Authors’ Response: While we agree with the reviewer that the quantitative measurement of the signal intensity can be of interest in particular studies for certain purposes, this was outside the scope of the current study and was not the aim of this research. The development of the current models allows us to detect the lead drug candidate based on their cellular uptake for further in-depth analysis among a library of nanotechnology-based or any other platforms. This is a very important information in the early-stage drug discovery field and can be accomplished using our AI models.  

  

While quantifying the signal intensity was not within the scope of this study, it is possible to achieve this aim if needed in future studies using object detection and/or segmentation models to automatically define the cell region and quantify the signal intensity within the localised region. Although we had already mentioned this capability in the discussion of the manuscript (Line 272), to provide more clarity and accommodate the reviewer's comments, we modified this paragraph and a section in the introduction (Line 112) to read: 

  

Discussion: Manually removing sections of unimportant details is time-consuming, and there is room for potential bias.
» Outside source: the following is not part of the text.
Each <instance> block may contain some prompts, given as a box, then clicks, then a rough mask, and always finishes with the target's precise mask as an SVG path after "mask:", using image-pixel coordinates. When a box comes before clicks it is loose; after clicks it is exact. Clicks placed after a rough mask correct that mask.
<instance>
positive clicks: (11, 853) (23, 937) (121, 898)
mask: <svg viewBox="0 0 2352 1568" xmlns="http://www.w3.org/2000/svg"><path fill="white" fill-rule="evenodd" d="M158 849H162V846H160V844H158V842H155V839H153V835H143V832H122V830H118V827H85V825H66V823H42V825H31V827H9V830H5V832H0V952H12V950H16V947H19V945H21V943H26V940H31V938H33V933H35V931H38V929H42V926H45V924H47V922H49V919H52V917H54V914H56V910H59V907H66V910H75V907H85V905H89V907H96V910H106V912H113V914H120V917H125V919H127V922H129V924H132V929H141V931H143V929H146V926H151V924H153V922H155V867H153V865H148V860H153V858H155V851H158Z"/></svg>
A viable approach to this issue is a multi-class classification DL model that can identify for instance the blue signal (cell nucleus), disregard the irrelevant areas, whilst leaving the green signal (payload) as an essential feature for detection. With this approach, pre-processing will not be required before the model can predict unseen images, further removing human bias and making it an efficient method to evaluate cellular drug uptake. Furthermore, other approaches to this hypothesis is to use a model, such as YOLO or other segmentation models (Mask-RCNN, UNet are some), that has localised interested region, ie blue region. The trained models can detect the cancer cell area automatically instead of manually determine areas of interest within the cell where the uptake can be detected and quantified automatically. 

 

Introduction: Our study aimed to develop a method using DL models that could rationally allow the selection of the best drug candidate based on their cellular uptake and via qualitative analysis, a critical step during the drug development process. 

 

 

Author Response File: Author Response.pdf

Round 3

Reviewer 1 Report

Although some flaws are hard to solve in this manuscript, the topic is new and may interest some readers.